BERBAHASA SESUAI DENGAN RANAH PEMAKAIANNYA
Opini Pertama : Satu bahasa bisa digunakan berbagai macam ragam bahasa.
Ini adalah suatu contoh pada bahasa Indonesia. Dalam Bahasa Indonesia mempunyai banyak ragam (varian) yang dipakai sesuai konteksnya. Misalnya untuk acara kenegaraan atau keperluan akademis kita menggunakan bahasa Indonesia baku. Sementara untuk keperluan sehari-hari, bahasa Indonesia yang kita pakai bersifat tidak baku (informal) dan seringkali dipengaruhi oleh bahasa daerah masing-masing. Kedua ragam tersebut dipakai secara bersamaan dan beriringan dalam kehidupan dan mempunyai fungsi masing-masing.
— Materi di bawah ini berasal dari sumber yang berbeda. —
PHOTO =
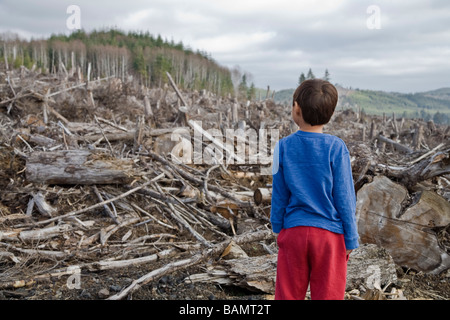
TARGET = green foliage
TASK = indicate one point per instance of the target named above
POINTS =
(114, 52)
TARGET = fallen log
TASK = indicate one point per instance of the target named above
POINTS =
(70, 167)
(195, 259)
(406, 230)
(262, 195)
(436, 165)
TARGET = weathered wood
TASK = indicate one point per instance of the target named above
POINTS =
(369, 266)
(262, 195)
(70, 167)
(396, 145)
(195, 259)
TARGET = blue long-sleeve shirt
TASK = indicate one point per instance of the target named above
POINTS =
(313, 185)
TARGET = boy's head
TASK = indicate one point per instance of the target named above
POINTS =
(317, 100)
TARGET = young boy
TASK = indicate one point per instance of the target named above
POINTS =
(313, 201)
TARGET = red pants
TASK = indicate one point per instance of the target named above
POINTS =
(314, 256)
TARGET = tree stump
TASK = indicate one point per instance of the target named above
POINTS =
(407, 229)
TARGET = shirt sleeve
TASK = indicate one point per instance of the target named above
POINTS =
(280, 191)
(344, 196)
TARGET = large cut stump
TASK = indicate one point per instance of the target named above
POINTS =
(70, 167)
(410, 229)
(369, 266)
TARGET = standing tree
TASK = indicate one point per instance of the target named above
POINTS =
(310, 74)
(301, 79)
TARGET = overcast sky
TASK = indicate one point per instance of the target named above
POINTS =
(401, 45)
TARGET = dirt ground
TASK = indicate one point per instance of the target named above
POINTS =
(176, 286)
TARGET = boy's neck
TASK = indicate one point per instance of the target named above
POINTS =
(309, 128)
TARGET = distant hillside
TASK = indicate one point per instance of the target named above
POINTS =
(116, 53)
(434, 105)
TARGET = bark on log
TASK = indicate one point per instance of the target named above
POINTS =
(408, 235)
(71, 167)
(262, 195)
(396, 145)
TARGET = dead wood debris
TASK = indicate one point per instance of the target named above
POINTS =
(94, 179)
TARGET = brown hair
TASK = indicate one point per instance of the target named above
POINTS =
(317, 99)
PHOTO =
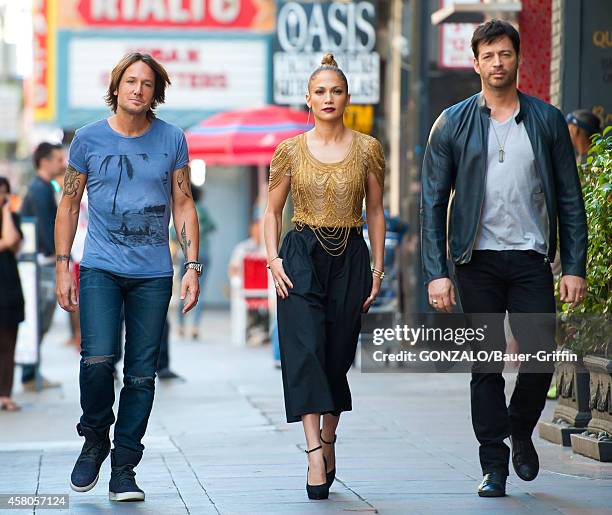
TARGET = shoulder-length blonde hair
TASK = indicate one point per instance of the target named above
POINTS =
(162, 81)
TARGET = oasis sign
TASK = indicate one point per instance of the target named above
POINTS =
(306, 31)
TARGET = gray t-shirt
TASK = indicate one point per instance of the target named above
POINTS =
(514, 215)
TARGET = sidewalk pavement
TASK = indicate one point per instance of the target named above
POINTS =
(218, 443)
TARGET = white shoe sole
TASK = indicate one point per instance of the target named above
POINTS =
(84, 488)
(126, 496)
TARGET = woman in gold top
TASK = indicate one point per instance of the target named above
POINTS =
(322, 273)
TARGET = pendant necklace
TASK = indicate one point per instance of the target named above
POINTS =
(502, 152)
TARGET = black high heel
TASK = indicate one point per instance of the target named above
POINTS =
(331, 475)
(317, 492)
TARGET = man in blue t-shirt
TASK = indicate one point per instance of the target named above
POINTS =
(135, 167)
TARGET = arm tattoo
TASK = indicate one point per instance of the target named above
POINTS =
(183, 180)
(185, 243)
(72, 181)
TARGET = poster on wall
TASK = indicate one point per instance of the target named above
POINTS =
(43, 49)
(455, 50)
(306, 31)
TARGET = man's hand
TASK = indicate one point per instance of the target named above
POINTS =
(65, 290)
(441, 294)
(191, 286)
(572, 289)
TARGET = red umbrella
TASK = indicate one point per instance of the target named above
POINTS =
(244, 136)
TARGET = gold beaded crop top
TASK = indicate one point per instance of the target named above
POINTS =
(328, 195)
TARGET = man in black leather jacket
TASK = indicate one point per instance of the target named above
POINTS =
(507, 162)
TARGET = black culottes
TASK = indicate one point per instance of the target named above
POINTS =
(320, 320)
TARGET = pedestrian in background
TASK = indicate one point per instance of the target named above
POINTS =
(136, 168)
(583, 125)
(322, 272)
(39, 202)
(11, 296)
(508, 161)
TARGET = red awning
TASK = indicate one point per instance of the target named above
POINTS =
(245, 136)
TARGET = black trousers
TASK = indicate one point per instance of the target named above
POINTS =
(517, 282)
(320, 320)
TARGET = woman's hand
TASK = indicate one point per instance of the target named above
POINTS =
(281, 281)
(376, 281)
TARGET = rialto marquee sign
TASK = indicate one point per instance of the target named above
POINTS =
(171, 14)
(305, 31)
(217, 53)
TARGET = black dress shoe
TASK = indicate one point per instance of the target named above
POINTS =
(525, 459)
(493, 485)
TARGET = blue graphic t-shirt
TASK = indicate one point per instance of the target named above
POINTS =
(129, 183)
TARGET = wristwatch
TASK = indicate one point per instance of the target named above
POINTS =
(194, 265)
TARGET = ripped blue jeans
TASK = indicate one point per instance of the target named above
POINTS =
(145, 301)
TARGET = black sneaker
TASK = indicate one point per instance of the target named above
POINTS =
(86, 470)
(122, 486)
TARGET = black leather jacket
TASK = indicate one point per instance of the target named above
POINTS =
(455, 165)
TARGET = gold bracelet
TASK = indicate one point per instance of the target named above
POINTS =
(270, 263)
(378, 273)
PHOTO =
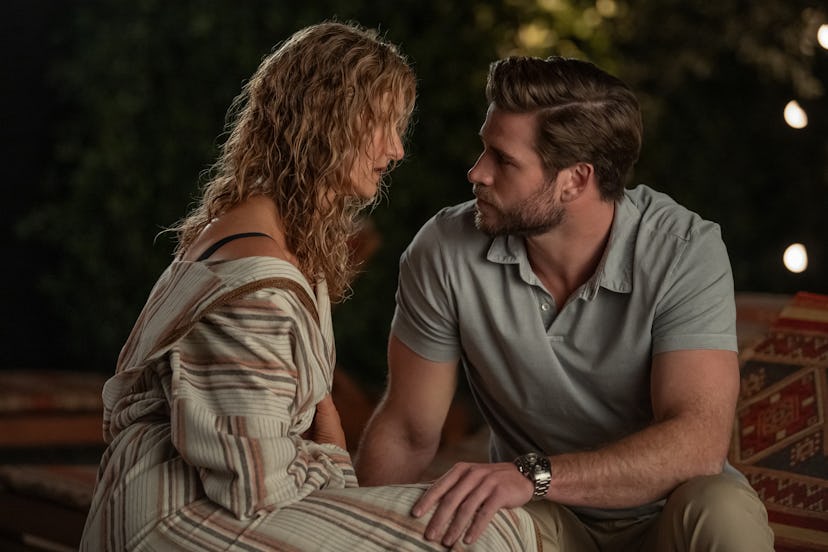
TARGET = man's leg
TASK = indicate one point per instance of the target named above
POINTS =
(714, 513)
(560, 529)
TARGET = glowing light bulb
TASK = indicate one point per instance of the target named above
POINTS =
(795, 116)
(822, 36)
(795, 258)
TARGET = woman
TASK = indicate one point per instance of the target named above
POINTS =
(221, 431)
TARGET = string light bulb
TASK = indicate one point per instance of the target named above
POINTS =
(822, 36)
(795, 116)
(795, 258)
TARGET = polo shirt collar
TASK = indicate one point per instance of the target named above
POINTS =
(615, 270)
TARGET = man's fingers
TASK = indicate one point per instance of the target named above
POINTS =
(481, 520)
(469, 512)
(437, 490)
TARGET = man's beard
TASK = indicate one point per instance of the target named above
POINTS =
(532, 216)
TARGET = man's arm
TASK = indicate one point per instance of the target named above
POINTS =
(402, 436)
(694, 395)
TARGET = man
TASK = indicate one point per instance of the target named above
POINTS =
(595, 325)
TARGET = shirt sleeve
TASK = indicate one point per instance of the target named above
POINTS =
(425, 318)
(245, 384)
(697, 309)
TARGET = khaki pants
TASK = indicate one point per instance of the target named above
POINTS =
(717, 513)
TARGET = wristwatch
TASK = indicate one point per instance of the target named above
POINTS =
(536, 468)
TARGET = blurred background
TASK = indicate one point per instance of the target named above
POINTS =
(111, 110)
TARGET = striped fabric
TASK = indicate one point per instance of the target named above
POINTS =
(204, 420)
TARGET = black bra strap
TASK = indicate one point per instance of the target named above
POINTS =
(213, 248)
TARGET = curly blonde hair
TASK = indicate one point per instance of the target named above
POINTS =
(294, 133)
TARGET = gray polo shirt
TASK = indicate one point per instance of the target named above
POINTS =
(566, 378)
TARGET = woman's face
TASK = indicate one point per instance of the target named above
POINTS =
(383, 146)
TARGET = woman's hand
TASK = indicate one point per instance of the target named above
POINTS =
(327, 427)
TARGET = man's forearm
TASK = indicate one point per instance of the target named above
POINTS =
(386, 457)
(638, 469)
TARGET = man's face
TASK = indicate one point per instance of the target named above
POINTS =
(514, 193)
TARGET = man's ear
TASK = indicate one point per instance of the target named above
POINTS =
(576, 179)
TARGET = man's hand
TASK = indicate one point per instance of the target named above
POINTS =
(468, 496)
(326, 427)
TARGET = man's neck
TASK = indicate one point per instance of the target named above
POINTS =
(568, 255)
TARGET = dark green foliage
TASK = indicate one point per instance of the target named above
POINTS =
(143, 87)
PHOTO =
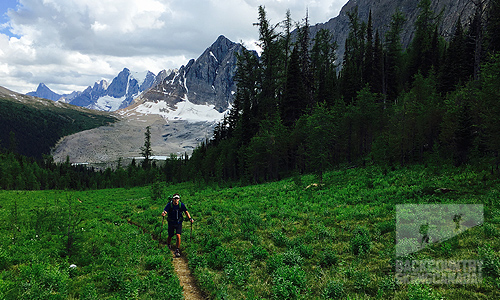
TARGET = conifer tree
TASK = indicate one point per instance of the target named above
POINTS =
(351, 76)
(394, 64)
(323, 64)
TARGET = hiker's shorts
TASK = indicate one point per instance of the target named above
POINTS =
(174, 229)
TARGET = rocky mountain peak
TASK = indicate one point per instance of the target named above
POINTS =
(208, 80)
(382, 12)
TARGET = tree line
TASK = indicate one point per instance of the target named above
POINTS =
(297, 111)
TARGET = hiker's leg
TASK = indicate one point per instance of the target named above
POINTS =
(178, 241)
(170, 234)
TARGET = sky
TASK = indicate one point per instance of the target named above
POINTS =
(70, 44)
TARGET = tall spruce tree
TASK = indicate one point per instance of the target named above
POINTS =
(394, 61)
(351, 76)
(423, 50)
(323, 63)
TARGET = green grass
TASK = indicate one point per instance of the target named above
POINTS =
(280, 240)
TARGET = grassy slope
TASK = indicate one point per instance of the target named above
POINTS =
(277, 240)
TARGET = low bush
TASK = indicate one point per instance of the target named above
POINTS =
(328, 258)
(334, 290)
(361, 241)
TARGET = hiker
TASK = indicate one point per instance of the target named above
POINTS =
(174, 211)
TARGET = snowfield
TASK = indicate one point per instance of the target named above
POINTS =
(174, 130)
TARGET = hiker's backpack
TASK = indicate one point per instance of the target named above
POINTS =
(171, 202)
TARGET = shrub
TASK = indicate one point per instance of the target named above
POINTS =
(288, 282)
(280, 239)
(361, 241)
(197, 261)
(292, 258)
(89, 292)
(334, 290)
(219, 258)
(259, 252)
(211, 244)
(491, 263)
(237, 273)
(115, 279)
(361, 281)
(153, 262)
(328, 258)
(387, 284)
(387, 226)
(420, 292)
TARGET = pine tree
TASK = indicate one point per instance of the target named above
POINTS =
(351, 76)
(294, 101)
(323, 63)
(423, 48)
(146, 150)
(394, 64)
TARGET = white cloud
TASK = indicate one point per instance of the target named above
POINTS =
(69, 44)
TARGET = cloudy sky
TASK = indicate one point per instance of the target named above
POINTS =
(70, 44)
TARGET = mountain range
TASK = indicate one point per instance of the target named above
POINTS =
(202, 91)
(104, 96)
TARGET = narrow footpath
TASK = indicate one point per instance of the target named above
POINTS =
(189, 288)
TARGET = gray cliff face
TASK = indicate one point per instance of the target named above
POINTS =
(382, 11)
(207, 80)
(43, 91)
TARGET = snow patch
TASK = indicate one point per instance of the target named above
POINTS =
(108, 103)
(185, 111)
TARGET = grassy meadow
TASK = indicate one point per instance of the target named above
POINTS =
(291, 239)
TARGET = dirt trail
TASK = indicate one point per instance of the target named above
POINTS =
(189, 288)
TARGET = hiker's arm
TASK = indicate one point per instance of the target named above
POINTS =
(164, 212)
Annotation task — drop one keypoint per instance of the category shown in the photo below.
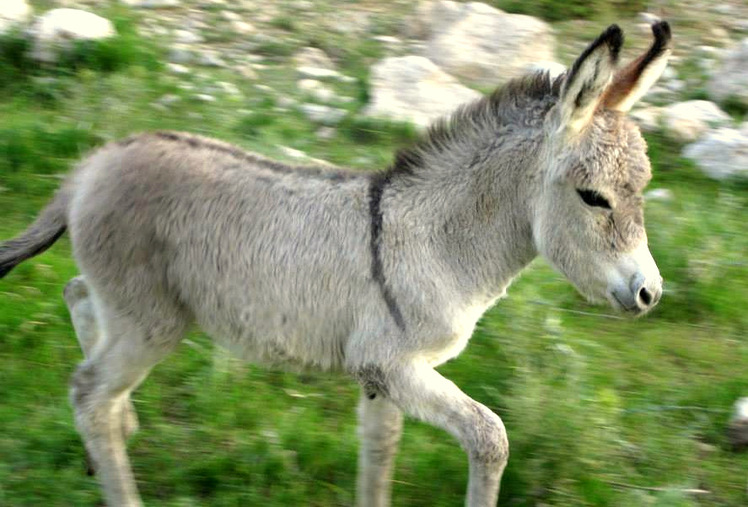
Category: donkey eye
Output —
(592, 198)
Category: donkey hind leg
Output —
(100, 389)
(380, 427)
(423, 393)
(80, 306)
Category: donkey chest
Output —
(456, 332)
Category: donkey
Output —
(381, 276)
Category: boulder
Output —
(414, 89)
(55, 30)
(481, 44)
(313, 57)
(730, 80)
(737, 429)
(13, 13)
(721, 154)
(687, 121)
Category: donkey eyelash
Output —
(592, 198)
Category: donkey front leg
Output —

Adapun jika ragam informal dari bahasa Indonesia pada akhirnya berkembang, itu adalah hasil kreasi penutur bahasa yang hakikatnya memang penuh inovasi. Nah, maka dari pada itu lahirlah bahasa gaul, yang kesemuanya adalah ragam informalnya bahasa Indonesia. Karena dalam ranah bahasa baku untuk akademis dan kenegaraan penuturnya tidak bisa berkreasi (karena dibatasi aturan-aturan dan kebakuan), maka sangat wajar jika dalam ranah informal, penutur bahasa berkreasi, dan tidak terkecuali dalam bahasa Indonesia. Bahasa Inggris pun demikian adanya. Meskipun bahasa Inggris merupakan bahasa yang lebih mapan, bahasa Inggris juga mempunyai ragam informalnya, dan bahkan ragam informalnya lebih dari satu dan sangat dipengaruhi unsur kedaerahan. Situasi kebahasaan yang memungkinkan suatu masyarakat dalam suatu wilayah yang menggunakan beberapa ragam bahasa dalam kehidupannya dinamakan diglosia dan sangat lazim terjadi.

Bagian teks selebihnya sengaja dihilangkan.